Should I point out a flaw in a paper, which will likely result in withdrawal and resubmission, before I start to write the review?

Let me suggest that you do a proper review and somewhere, it doesn't really matter where, note that part of this is already settled and needs at least a citation of prior work. Since the work is old it may just be an oversight on the part of the authors as you suggest yourself.

However, in mathematics, the reasoning behind a statement, the proof, is almost always more important than the final statement itself, especially if the proof is novel in any way. This is because proofs offer insight in to how to approach problems that simple statements do not.

The fact that an old result emerges simply as a corollary to a new result isn't especially surprising, actually. It is an interesting fact that might, in itself give some insight into problems related to the old result.

If all questions in mathematics could be answered by the same set of techniques, then it would be a pretty boring field.

And, as you say, Theorem A seems on the face of it to be independently valuable. Do your best job and don't neglect to point out problems and omissions along the way, as you normally would.


If I understand your question, you're saying that Corollary B has already been proved half a century ago, but the authors are apparently unaware of it.

If that's the case, you should point it out now, before you start reviewing. As you point out, the authors will probably have a lot to rewrite, which could make swathes of your review irrelevant.

I would tell the editor the issue and suggest pointing it out to the authors (i.e. option 3), but also say that you can review the paper anyway if they prefer. You can potentially save a lot of time this way. If they say you should review regardless, you probably don't lose much time, either.


I think you take too much responsibility for other persons' (presumed) actions. I'd say write in your review what you know (that the problem was settled before) and what you think (namely that Theorem A merits publication in its own right). Be as comprehensive as you like; certainly you help the author and maybe editor by providing some more detail, this mainly depends on the time you can spend on this.

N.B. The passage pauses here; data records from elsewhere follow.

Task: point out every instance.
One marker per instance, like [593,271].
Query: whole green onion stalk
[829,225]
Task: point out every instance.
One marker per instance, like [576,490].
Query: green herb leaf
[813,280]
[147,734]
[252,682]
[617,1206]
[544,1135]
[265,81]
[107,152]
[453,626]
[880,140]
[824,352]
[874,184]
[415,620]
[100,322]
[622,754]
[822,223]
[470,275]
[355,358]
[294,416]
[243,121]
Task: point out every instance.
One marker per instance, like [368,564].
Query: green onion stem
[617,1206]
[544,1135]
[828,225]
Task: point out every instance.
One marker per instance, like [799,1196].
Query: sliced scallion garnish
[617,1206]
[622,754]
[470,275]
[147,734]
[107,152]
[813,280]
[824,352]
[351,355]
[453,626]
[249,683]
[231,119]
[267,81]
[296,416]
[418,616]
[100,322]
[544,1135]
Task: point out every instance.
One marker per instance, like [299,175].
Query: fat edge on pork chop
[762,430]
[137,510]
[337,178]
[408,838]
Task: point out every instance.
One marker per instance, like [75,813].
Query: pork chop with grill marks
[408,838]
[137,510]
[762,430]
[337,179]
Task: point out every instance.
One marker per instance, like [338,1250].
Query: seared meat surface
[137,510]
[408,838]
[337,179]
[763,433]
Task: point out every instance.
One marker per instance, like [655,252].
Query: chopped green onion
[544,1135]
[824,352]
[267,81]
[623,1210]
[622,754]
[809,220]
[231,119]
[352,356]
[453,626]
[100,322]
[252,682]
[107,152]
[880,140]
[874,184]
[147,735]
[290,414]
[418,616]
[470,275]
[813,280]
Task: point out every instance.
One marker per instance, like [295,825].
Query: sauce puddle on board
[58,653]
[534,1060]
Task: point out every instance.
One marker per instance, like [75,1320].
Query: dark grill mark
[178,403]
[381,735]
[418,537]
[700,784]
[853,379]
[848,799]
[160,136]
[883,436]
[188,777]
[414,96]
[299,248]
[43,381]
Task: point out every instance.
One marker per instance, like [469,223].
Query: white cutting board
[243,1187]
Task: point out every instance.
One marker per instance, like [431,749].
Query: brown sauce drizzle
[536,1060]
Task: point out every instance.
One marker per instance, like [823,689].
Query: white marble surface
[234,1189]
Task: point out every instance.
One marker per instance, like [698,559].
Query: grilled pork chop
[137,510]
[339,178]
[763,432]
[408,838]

It is the job of the editor, not yours, to decide about rejection of the paper. Don't base your behaviour on the assumption that the editor might do something, in their own responsibility, that you wouldn't agree with. Neither base your behaviour on assumptions of what the author will do with their own work if you write this-or-that and whether this may or may not be good in your opinion. It is up to them to decide that. So give them open and proper information on the standard way (i.e., in your review) and leave their job to them. Note by the way that if the editor decides to reject, there are many other journals, and maybe the author will in their next attempt to submit just cite the original paper and state clearly what is original about their own approach. As an expert in the field, you may even be asked to review that update.